Paper ID: 2203.15277
Decomposed Temporal Dynamic CNN: Efficient Time-Adaptive Network for Text-Independent Speaker Verification Explained with Speaker Activation Map
Seong-Hu Kim, Hyeonuk Nam, Yong-Hwa Park
To extract accurate speaker information for text-independent speaker verification, temporal dynamic CNNs (TDY-CNNs) adapting kernels to each time bin was proposed. However, model size of TDY-CNN is too large and the adaptive kernel's degree of freedom is limited. To address these limitations, we propose decomposed temporal dynamic CNNs (DTDY-CNNs) which forms time-adaptive kernel by combining static kernel with dynamic residual based on matrix decomposition. Proposed DTDY-ResNet-34(x0.50) using attentive statistical pooling without data augmentation shows EER of 0.96%, which is better than other state-of-the-art methods. DTDY-CNNs are successful upgrade of TDY-CNNs, reducing the model size by 64% and enhancing the performance. We showed that DTDY-CNNs extract more accurate frame-level speaker embeddings as well compared to TDY-CNNs.
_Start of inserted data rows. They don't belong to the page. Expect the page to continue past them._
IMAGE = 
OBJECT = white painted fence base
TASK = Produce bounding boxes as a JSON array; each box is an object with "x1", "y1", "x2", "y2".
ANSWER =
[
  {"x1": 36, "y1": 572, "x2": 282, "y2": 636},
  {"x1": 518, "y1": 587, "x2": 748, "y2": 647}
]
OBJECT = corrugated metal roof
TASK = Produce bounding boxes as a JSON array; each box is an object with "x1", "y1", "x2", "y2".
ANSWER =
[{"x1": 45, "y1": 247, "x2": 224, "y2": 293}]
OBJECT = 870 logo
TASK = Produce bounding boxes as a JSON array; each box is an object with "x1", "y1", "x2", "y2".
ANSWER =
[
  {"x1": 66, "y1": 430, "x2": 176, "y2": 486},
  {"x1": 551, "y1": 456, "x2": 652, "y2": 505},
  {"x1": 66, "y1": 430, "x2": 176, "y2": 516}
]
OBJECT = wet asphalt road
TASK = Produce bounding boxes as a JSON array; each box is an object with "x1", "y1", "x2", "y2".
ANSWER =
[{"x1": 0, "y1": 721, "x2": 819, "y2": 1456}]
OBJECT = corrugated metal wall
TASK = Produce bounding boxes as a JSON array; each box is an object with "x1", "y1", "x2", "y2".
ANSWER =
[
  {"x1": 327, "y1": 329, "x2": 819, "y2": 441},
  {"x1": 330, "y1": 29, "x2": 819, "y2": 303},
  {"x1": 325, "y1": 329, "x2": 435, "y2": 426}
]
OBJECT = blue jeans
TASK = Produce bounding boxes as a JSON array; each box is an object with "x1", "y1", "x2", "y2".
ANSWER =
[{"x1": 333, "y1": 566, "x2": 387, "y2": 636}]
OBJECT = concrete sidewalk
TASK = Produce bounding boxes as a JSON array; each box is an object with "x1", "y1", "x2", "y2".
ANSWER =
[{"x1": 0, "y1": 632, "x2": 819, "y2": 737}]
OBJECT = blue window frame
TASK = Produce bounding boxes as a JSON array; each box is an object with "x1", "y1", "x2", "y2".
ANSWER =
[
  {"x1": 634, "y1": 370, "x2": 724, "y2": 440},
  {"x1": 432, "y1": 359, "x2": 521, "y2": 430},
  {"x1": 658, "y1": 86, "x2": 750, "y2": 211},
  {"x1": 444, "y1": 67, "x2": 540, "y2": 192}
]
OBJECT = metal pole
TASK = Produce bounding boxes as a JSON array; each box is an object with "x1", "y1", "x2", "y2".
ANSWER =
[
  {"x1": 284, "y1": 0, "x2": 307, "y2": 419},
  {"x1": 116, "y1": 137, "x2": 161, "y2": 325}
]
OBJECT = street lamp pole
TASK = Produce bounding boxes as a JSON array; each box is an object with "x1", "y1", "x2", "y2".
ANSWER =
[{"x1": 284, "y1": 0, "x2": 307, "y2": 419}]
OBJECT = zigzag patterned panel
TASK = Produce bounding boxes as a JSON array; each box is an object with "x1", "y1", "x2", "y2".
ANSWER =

Detailed behaviors of DTDY-ResNet-34(x0.50) on extraction of speaker information were analyzed using speaker activation map (SAM) produced by modified gradient-weighted class activation mapping (Grad-CAM) for speaker verification. DTDY-ResNet-34(x0.50) effectively extracts speaker information from not only formant frequencies but also high frequency information of unvoiced phonemes, thus explaining its outstanding performance on text-independent speaker verification.
Submitted: Mar 29, 2022